Презерватив он носил с собой в качестве талисмана. «Я за безопасный секс», — сказала как-то жена (бывшая жена — поправил себя Ларсон) и запихнула презерватив ему в карман — не иначе предполагала, что у него есть любовница.

— Не суди о других по себе, — вздохнул Андрес, — Вернусь в Таллинн, немедленно разведусь.

Вытащил из пачки, замерзшими руками, сигаретку и закурил. Сделал пару затяжек, закашлял. Тут же предположил, что, несмотря на подушку безопасности, все-таки получил удар в грудь. Хорошо хоть, ребра целы.

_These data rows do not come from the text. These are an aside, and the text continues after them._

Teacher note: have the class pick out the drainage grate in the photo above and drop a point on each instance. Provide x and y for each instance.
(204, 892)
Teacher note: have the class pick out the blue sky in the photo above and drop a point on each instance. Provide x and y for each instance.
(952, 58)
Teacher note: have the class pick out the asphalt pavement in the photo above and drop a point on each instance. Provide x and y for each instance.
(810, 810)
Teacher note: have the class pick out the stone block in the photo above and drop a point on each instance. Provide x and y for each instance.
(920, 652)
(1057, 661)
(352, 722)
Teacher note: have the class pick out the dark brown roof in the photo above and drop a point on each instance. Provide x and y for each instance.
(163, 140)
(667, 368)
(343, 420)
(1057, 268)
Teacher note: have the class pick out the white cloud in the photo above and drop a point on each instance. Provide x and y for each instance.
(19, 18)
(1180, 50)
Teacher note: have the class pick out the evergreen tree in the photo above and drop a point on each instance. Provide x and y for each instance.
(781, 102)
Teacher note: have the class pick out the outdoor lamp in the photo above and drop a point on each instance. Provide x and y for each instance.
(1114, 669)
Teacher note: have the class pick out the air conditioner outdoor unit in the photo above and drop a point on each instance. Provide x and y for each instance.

— Все же немцы молодцы, — вымолвил он, затушил сигарету, покрутился, по привычке разыскивая урну. Потом махнул в неуверенности рукой и отправил окурок вслед за телефоном.

Сначала Ларсон решил направиться в сторону трассы, по которой он ехал несколько часов назад. К своему удивлению, трассы он не нашел. Предположил, что ошибся, когда отходил от машины, даже расстроился, но обратно возвращаться не хотел, так как помнил, что это плохая примета. Минут через двадцать он вышел на берег реки Нарова.

— Приехали, — вздохнул Андрес, — остается только одно- идти в сторону города берегом. Другого выхода нет.

Медленно побрел в ту сторону, где, по его мнению, должна была находиться Нарва. И чем он ближе к ней приближался, тем отчетливее была слышна эта странная канонада.

— Может кино снимают? — спросил он, у самого себя.

Вопрос, признаться не был таким уж странным, если вспомнить, что Россия вновь, занялась экранизацией исторических сюжетов. Были вновь сняты фильмы, посвященные Александру Невскому и адмиралу Колчаку. Вновь экранизирован Николай Гоголь и Александр Дюма. Снято нечто псевдоисторическое по Акунину. Кто знает, решил Андрес Ларсон, возможно сейчас вот тут, под стенами двух крепостей происходят съемки фильма по книге Алексея Толстого «Петр Первый». Андрес относился к таким картинам скептически. Он смотрел несколько современных кинокартин, и по его мнению, выглядели они неубедительно. То ли сюжеты были не проработаны, то ли перенасыщенность компьютерными эффектами портит впечатление…

Вот только, по мнению эстонца, ему удалось посмотреть несколько современных кинокартин, делалось это как-то больно не убедительно. То ли сюжеты были не проработаны, то ли перенасыщенность компьютерными эффектами. Сейчас же если судить по канонаде, режиссер решил снять самый правдоподобный фильм. Обстрел крепости, который должен быть по сюжету, продолжительный и без пауз.

Пошел мелкий снежок. Холод усилился, и Ларсон ускорил шаг.

Миновав почти два километра, он так и не увидел вдали огней высотных домов. Странным было все это. Ведь если судить логически, то в такую темноту свет в квартирах у людей должен гореть. Эстония — это не Россия, а уж тем более не страна, страдающая от нехватки электроэнергии. Постсоветские времена, когда в некоторых бывших республиках были проблемы с электроэнергией, вроде прошли, да и даже тогда эта скорбная чаша как-то миновала Прибалтику.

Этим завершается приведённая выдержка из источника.